ベトナムでは、田舎から都心へ働きに出ている人が多いため、結婚や子どもを持つ、定年退職などの田舎に戻るタイミングで戸建てを購入するケースが多くなっており、実家をそのまま親から譲り受けて同居することも珍しくない。


戸建てやアパートを購入する際に注視する交通面に関しては、電車などの公共交通インフラが充実していないものの、ベトナム人の多くはバイクを保有しているため、住居を都心中心部に構えることへのこだわりは少ない傾向にある。ベトナムでは、車が置ける駐車場が少ないことやGrabなどのライドシェアアプリが利用されていることもあり、自分で車を持つ必要がないと考えているベトナム人が多い。

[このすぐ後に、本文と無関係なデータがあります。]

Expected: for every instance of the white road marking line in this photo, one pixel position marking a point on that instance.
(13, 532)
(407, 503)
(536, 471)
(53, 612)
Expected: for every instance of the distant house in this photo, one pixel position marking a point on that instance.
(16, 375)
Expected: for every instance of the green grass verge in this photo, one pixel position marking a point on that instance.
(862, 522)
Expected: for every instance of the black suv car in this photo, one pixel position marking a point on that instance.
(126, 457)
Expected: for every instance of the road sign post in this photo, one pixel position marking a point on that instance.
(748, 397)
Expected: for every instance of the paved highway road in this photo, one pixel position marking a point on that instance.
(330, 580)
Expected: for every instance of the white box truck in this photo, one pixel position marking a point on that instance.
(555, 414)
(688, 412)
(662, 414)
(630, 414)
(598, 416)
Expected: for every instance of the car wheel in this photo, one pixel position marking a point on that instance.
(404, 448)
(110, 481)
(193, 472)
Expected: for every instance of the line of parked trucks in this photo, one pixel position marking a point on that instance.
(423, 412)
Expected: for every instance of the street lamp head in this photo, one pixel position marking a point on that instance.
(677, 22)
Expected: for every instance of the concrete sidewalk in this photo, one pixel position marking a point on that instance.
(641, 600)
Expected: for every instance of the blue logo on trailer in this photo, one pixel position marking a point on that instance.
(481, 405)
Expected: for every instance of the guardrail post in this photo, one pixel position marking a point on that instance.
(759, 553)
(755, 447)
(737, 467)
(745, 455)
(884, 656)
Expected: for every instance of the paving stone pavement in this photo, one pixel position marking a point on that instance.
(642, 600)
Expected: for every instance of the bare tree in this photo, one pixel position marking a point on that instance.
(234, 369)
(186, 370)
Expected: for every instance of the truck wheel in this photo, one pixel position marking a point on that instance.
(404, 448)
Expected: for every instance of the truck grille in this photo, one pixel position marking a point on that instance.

中心部での住居購入を選ばない理由としては、ベトナム国内で問題視されている大気汚染を懸念している人が多いことが考えられる。医療現場や業務用の空気清浄機を販売しているスイス企業「IQAir」の2022年3月空気汚染の調査結果によると、大気汚染の程度を示す空気質指数(AQI)がベトナム首都ハノイ市で世界3位になっている。そのため、自分で住む場合は結婚や子供、老後に向けて安心して住める環境汚染ができるだけ少ない中心地外を選ぶ傾向にある。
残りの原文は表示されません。